The Apache Iceberg adapter plugin for dbt with spark-submit and spark-sql CLI support

These details have not been verified by PyPI

Project links

Project description

dbt logo

dbt

dbt enables data analysts and engineers to transform their data using the same practices that software engineers use to build applications.

dbt is the T in ELT. Organize, cleanse, denormalize, filter, rename, and pre-aggregate the raw data in your warehouse so that it's ready for analysis.

dbt-spark

dbt-spark enables dbt to work with Apache Spark. For more information on using dbt with Spark, consult the docs.

Getting started

Review the repository README.md as most of that information pertains to dbt-spark.

Running locally

A docker-compose environment starts three services:

Service	Description	Port
`dbt-spark3-thrift`	Spark Thrift Server (`HiveThriftServer2`) — long-running JDBC endpoint	`10000`
`dbt-spark-history`	Spark History Server — UI for completed queries and jobs	`18080`
`dbt-hive-metastore`	Postgres-backed Hive Metastore	internal

Note: dbt-spark now supports Spark 4.1.0.

The following command starts all containers:

docker-compose up -d

It will take a bit of time for the instance to start; you can check the logs of the containers.
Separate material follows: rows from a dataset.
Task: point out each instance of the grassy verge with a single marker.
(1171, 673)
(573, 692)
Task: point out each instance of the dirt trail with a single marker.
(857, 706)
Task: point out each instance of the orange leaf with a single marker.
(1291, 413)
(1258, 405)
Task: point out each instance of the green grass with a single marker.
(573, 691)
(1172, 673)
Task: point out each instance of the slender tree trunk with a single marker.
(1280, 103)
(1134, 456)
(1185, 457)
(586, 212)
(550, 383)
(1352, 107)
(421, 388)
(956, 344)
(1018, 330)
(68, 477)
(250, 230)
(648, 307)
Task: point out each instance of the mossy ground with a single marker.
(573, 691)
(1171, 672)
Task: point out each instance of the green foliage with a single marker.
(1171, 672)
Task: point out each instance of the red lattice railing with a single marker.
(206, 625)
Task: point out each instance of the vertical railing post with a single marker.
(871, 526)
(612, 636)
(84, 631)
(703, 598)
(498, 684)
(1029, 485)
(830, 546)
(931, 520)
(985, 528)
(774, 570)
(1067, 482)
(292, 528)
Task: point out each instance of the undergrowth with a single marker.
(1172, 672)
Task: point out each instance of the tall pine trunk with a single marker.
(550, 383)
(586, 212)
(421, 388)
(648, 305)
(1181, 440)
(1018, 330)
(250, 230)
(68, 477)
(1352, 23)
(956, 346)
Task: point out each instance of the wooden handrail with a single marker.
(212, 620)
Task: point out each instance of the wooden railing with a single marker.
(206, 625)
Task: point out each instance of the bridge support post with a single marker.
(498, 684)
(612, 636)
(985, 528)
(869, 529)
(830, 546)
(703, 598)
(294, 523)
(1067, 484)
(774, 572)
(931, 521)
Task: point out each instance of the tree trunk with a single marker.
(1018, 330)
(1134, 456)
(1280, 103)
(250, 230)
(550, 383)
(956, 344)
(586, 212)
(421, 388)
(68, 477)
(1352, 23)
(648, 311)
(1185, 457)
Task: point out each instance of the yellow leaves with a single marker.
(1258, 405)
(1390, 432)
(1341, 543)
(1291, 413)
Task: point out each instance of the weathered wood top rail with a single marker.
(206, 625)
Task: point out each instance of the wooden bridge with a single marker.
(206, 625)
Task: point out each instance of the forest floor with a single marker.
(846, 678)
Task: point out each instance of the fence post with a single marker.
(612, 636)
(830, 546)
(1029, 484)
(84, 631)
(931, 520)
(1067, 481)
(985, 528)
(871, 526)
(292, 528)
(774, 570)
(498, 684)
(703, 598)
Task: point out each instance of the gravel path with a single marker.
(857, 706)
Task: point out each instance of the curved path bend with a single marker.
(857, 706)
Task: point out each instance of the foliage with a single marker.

If the instance doesn't start correctly, try the complete reset command listed below and then try again.

Create a profile using the spark_sql method in thrift server mode:

spark_testing:
  target: local
  outputs:
    local:
      type: spark
      method: spark_sql
      host: 127.0.0.1
      port: 10000
      user: dbt
      schema: analytics
      connect_retries: 5
      connect_timeout: 60
      retry_all: true
      spark_history_server: http://localhost:18080

Or using the thrift method directly:

spark_testing:
  target: local
  outputs:
    local:
      type: spark
      method: thrift
      host: 127.0.0.1
      port: 10000
      user: dbt
      schema: analytics
      connect_retries: 5
      connect_timeout: 60
      retry_all: true

Connecting to the local Spark instance:

Spark UI (active queries): http://localhost:4040/sqlserver/
Spark History Server (completed queries): http://localhost:18080
Thrift endpoint: jdbc:hive2://localhost:10000 — credentials dbt:dbt

Note that the Hive metastore data is persisted under ./.hive-metastore/, Spark warehouse data under ./.spark-warehouse/, and event logs under ./.spark-events/. To completely reset your environment run:

docker-compose down
rm -rf ./.hive-metastore/ ./.spark-warehouse/ ./.spark-events/

Additional Configuration for MacOS

If installing on MacOS, use homebrew to install required dependencies.

brew install unixodbc

Configuring spark-submit and spark-sql methods

The spark_submit and spark_sql connection methods run SQL and Python models using either a long-running Spark Thrift Server or the Spark CLI tools directly.

Requirements

A working Spark installation accessible via SPARK_HOME or on PATH (CLI mode), or a running HiveThriftServer2 (thrift server mode).
For spark_submit: spark-submit must be executable.
For spark_sql CLI mode: spark-sql must be executable.
For spark_sql thrift server mode: pyhive must be installed (pip install dbt-spark[PyHive]).

spark-sql — thrift server mode (recommended)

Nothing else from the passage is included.